Kompetenz – Kompetenzmanagement

Vernetzung – Komplexität -Selbstorganisation

Kompetenz als Selbstorganisationsdisposition

In einem turbulenten Umfeld (vernetzt und komplex) wird die Sebstorganisation auf individueller und organsationaler Ebene immer wichtiger. Es ist daher einleuchtend, dass der Kompetenz, verstanden als “Selbstorganisationsdisposition” nach Erpenbeck, eine besondere Bedeutung zukommt.

Kompetenz – betriebswirtschaftlich und pädagogisch

In den Unternehmen wird es daher immer wichtiger, die Kompetenzen der Mitarbeiter zu erschließen und weiterzuentwickeln (Kompetenzmanagement als betriebswirtschaftliche Perspektive). In der Bildung kommt es demgegenüber immer mehr zur Betonung des selbst gesteuerten, bzw. auch selbst organisierten Lernens (Kompetenz in der Bildung als pädagogische Perspektive).

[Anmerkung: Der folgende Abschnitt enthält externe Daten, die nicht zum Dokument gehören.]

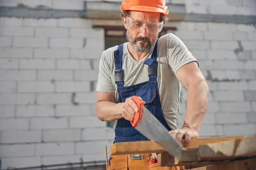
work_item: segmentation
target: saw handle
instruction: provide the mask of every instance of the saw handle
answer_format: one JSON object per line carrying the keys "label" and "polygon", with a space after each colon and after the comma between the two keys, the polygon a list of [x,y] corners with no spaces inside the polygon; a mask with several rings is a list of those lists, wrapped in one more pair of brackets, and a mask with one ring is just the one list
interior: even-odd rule
{"label": "saw handle", "polygon": [[144,105],[145,102],[143,102],[137,96],[132,96],[132,100],[135,102],[137,106],[138,106],[138,111],[135,112],[134,115],[134,119],[133,121],[130,121],[131,125],[133,127],[135,127],[137,125],[140,120],[140,116],[141,114],[141,105]]}

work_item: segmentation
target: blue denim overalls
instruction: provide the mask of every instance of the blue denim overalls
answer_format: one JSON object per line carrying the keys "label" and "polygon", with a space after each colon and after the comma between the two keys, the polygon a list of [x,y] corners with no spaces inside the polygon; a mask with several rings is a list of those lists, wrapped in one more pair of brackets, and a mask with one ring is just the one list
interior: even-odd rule
{"label": "blue denim overalls", "polygon": [[[124,102],[126,99],[133,96],[140,96],[145,102],[145,106],[169,130],[171,130],[163,117],[157,81],[158,40],[157,39],[151,58],[148,58],[144,62],[144,64],[148,65],[148,81],[131,86],[123,86],[123,80],[125,75],[122,69],[123,44],[119,45],[117,50],[114,51],[116,65],[115,77],[117,85],[118,102]],[[149,140],[133,127],[130,121],[124,118],[118,120],[115,132],[116,136],[113,143]]]}

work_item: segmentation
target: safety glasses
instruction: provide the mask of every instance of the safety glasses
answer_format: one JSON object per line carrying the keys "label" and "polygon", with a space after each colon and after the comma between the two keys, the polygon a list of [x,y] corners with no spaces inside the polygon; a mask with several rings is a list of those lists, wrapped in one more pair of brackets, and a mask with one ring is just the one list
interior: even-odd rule
{"label": "safety glasses", "polygon": [[131,17],[127,18],[128,27],[134,31],[140,32],[145,28],[147,32],[150,34],[157,34],[163,29],[163,22],[161,23],[147,21],[133,18]]}

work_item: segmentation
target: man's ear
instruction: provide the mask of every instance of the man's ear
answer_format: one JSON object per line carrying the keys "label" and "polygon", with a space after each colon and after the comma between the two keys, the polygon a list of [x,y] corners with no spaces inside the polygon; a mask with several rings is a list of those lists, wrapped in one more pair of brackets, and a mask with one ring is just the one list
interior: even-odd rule
{"label": "man's ear", "polygon": [[125,29],[127,29],[127,22],[126,22],[126,17],[122,17],[122,21],[123,22],[123,23],[124,23],[124,26],[125,26]]}

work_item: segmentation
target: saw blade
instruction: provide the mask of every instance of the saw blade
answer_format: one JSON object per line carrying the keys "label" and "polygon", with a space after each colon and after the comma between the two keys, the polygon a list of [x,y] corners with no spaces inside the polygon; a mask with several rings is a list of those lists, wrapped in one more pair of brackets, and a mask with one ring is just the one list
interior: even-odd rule
{"label": "saw blade", "polygon": [[178,159],[181,156],[182,147],[169,133],[167,129],[143,105],[141,117],[135,129],[160,146],[169,154]]}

Kompetenzmanagement auf den Ebenen Individuum, Gruppe, Organisation und Netzwerk

Es erscheint daher sinnvoll zu klären, wie eine einheitliche Perspektive für ein unternehmensweites Kompetenzmanagement aussehen kann. Genau dieser Frage bin ich in meiner Dissertation nachgegangen. Diese scheinbar verschiedenen Perspektiven müssen über die Strukturebenen Individuum, Gruppe, Organisation und Netzwerk integriert werden, um ein einheitliches Kompetenzmanagement in Organisationen etablieren zu können.